Many others of the superb decorations of the interior
are the gifts of wealthy citizens of St. Petersburg.
The numerous battle-trophies which enter into the
decoration of the interior of this cathedral seemed
to us a little incongruous, though quite common in
this country, and indeed in other parts of Europe.
The banners of England, France, Turkey, and Germany
are mingled together, telling the story of Russia’s
struggles upon the battlefield and of her victories.
The keys of captured fortresses are also seen hanging
in clusters upon the walls, flanked here and there
by a silver lamp burning dimly before some pictured
saint. The cost of constructing and furnishing
St. Isaac’s was over fifteen million dollars.
All art decorations and objects of
virtu which one finds in Russia seem to partake
of other and various nationalities, a fact which is
perhaps easily accounted for. The Empire is located
between the East and the West, and has derived her
tastes and art productions from both, as the influence
of Asia and Europe are mingled everywhere. Assyria,
China, India, Greece, Byzantium, France, and England,
all contribute both artists and materials to adorn
the Russian palaces, churches, and public buildings.
The more practical Americans first built her railroads
and first established her now famous machine-shops.

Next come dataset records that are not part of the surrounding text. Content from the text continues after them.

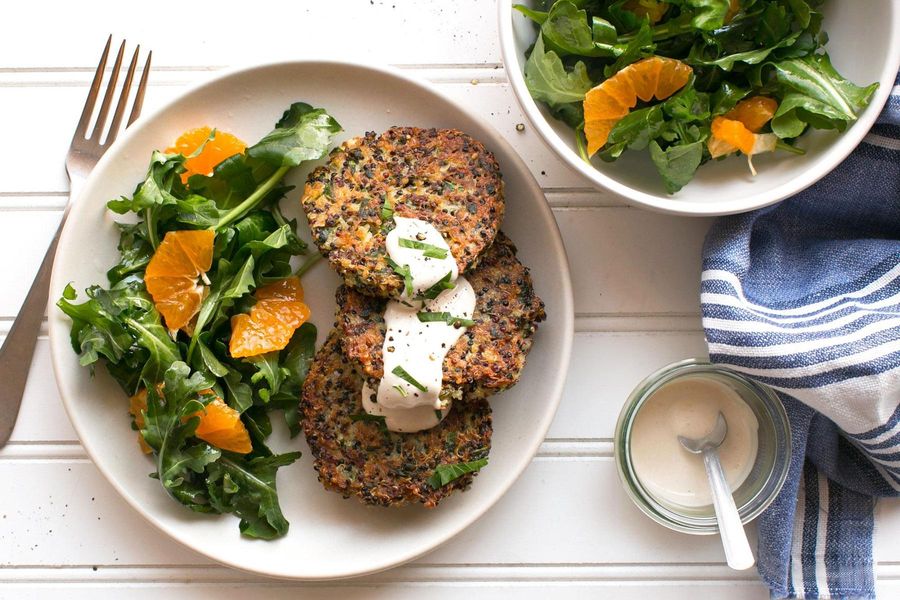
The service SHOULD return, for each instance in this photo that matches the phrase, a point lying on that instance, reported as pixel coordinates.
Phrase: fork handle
(18, 348)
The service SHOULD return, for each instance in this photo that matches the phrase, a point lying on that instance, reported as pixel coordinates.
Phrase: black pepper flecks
(360, 459)
(490, 355)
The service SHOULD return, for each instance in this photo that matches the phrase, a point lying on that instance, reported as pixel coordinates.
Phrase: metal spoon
(734, 539)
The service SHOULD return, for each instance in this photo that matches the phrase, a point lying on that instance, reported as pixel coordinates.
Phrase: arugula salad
(687, 80)
(202, 414)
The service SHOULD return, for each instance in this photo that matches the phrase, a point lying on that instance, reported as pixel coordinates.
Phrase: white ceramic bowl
(864, 45)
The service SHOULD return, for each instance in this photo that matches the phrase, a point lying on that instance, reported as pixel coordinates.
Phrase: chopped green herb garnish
(444, 474)
(404, 272)
(435, 290)
(429, 250)
(367, 418)
(404, 375)
(427, 317)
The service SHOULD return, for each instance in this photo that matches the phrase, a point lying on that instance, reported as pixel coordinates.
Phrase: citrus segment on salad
(588, 58)
(214, 147)
(278, 312)
(606, 104)
(206, 231)
(175, 275)
(221, 426)
(738, 130)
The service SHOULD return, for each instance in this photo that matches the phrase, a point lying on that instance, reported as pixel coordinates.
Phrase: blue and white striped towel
(805, 296)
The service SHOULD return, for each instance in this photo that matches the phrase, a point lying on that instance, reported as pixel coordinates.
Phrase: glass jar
(766, 476)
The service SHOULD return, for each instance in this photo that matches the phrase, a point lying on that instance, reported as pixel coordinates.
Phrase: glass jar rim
(645, 501)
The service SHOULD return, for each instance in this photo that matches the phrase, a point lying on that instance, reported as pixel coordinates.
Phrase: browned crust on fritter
(379, 467)
(491, 354)
(440, 175)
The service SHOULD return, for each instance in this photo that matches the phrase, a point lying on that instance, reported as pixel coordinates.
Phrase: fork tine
(139, 95)
(107, 97)
(123, 99)
(81, 129)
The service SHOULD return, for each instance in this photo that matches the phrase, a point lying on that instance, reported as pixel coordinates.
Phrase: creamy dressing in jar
(421, 326)
(689, 406)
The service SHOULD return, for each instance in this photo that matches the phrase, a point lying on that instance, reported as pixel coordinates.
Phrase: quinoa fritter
(442, 176)
(359, 458)
(490, 356)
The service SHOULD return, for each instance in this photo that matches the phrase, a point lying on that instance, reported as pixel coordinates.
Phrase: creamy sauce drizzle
(426, 271)
(409, 394)
(689, 406)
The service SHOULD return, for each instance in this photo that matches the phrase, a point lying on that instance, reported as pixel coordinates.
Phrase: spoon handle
(734, 538)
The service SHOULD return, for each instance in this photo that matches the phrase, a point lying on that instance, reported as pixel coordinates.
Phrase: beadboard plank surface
(565, 530)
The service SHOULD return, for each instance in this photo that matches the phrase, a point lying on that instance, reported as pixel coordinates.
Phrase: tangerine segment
(171, 276)
(608, 102)
(733, 133)
(278, 312)
(754, 112)
(221, 426)
(215, 151)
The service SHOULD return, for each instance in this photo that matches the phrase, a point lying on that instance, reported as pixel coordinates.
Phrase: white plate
(864, 45)
(329, 537)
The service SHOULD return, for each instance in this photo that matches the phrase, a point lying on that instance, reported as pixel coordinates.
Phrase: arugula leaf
(254, 244)
(232, 180)
(247, 489)
(676, 164)
(303, 133)
(169, 425)
(295, 359)
(270, 371)
(639, 46)
(634, 131)
(548, 81)
(239, 395)
(446, 473)
(159, 192)
(537, 16)
(828, 92)
(135, 251)
(566, 31)
(707, 14)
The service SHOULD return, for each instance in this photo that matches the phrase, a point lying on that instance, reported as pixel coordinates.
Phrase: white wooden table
(566, 529)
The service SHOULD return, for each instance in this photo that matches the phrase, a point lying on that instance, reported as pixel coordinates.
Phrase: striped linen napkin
(805, 297)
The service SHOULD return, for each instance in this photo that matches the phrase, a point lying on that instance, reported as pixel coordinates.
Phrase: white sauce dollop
(426, 271)
(409, 394)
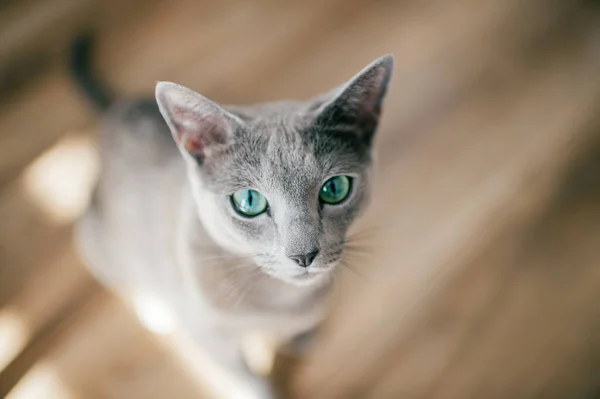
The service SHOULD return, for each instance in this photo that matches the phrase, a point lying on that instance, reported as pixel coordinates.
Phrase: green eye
(248, 202)
(335, 190)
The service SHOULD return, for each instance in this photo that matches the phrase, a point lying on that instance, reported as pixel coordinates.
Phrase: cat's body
(160, 223)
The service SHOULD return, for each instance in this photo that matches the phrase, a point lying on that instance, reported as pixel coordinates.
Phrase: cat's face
(281, 182)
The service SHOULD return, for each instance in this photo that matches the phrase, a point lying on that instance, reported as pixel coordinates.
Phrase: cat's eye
(335, 190)
(248, 203)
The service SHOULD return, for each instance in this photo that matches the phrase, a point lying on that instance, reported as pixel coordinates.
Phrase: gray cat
(233, 217)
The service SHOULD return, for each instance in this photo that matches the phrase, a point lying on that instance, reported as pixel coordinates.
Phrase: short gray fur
(161, 222)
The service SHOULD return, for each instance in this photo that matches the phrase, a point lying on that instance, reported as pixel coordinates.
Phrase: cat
(233, 217)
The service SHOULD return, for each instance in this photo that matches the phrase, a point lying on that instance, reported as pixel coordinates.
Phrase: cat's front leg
(228, 372)
(300, 343)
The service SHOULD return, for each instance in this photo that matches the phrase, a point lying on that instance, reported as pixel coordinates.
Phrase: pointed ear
(199, 126)
(356, 105)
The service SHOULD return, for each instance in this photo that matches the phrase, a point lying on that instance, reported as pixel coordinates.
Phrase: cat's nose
(304, 260)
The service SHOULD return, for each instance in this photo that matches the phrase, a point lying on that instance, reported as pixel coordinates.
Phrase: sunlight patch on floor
(40, 382)
(13, 336)
(60, 180)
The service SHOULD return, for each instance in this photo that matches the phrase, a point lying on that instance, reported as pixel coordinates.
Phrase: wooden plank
(497, 183)
(56, 328)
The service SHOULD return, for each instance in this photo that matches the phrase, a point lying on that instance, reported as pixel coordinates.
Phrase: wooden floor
(481, 274)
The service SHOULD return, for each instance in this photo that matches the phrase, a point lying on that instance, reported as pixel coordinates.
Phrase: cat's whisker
(347, 266)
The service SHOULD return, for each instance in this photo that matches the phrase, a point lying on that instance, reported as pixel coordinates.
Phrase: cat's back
(133, 134)
(131, 215)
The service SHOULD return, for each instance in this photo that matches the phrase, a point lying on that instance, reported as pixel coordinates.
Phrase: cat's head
(281, 182)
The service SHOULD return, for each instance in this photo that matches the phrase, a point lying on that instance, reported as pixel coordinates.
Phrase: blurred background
(480, 276)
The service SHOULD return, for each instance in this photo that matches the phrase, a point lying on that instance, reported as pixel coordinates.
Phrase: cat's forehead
(286, 151)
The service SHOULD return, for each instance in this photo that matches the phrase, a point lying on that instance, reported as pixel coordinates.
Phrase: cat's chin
(306, 279)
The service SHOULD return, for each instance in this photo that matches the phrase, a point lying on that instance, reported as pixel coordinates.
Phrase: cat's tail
(80, 69)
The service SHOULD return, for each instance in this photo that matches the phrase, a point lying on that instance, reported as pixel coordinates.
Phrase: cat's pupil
(333, 188)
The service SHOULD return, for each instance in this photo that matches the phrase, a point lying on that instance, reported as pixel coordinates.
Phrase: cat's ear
(199, 126)
(356, 105)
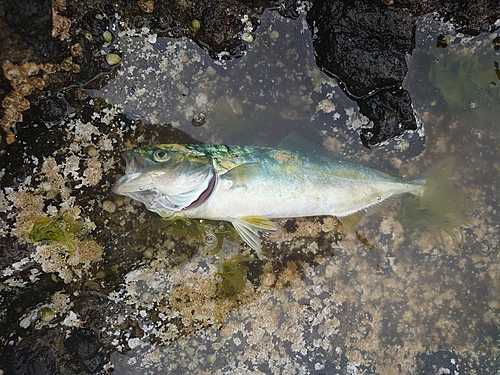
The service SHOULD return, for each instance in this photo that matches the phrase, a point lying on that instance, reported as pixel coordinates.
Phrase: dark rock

Of originality there is very little; all is borrowed,
as it were. There is no such thing as Russian
art pure and simple; and yet over the broad territory
which forms the dominion of the Tzar, we know there
have been in the past centuries large, self-dependent
communities, who must have been more or less skilled
in the various arts, but of whom we know only what
may be gathered from half-obliterated ruins of temples
and of tombs. The obscurity which envelops the
early periods of Russian history is well known to
be more impenetrable than that of nearly any other
civilized region of the globe. If there can be
said to be a Russian style of architecture, it is
a conglomerate, in which the Byzantine predominates,
brought hither from Constantinople with Christianity.
St. Petersburg is not without its
triumphal arches. Two very noble and elaborate
structures of this character connect the city with
its most important territories,—the one
on the road to Narva, the other on that leading to
Moscow. The first named is specially noticeable,
and was built to commemorate the victorious return
of the Russian troops in 1815. The arch is supported
by lofty metal columns, and surmounted by a triumphal
car drawn by six bronze horses, which have never made
a journey abroad like those in the piazza of St. Mark.
In the car is a colossal figure of Victory crowned
with a laurel wreath and holding emblems of war.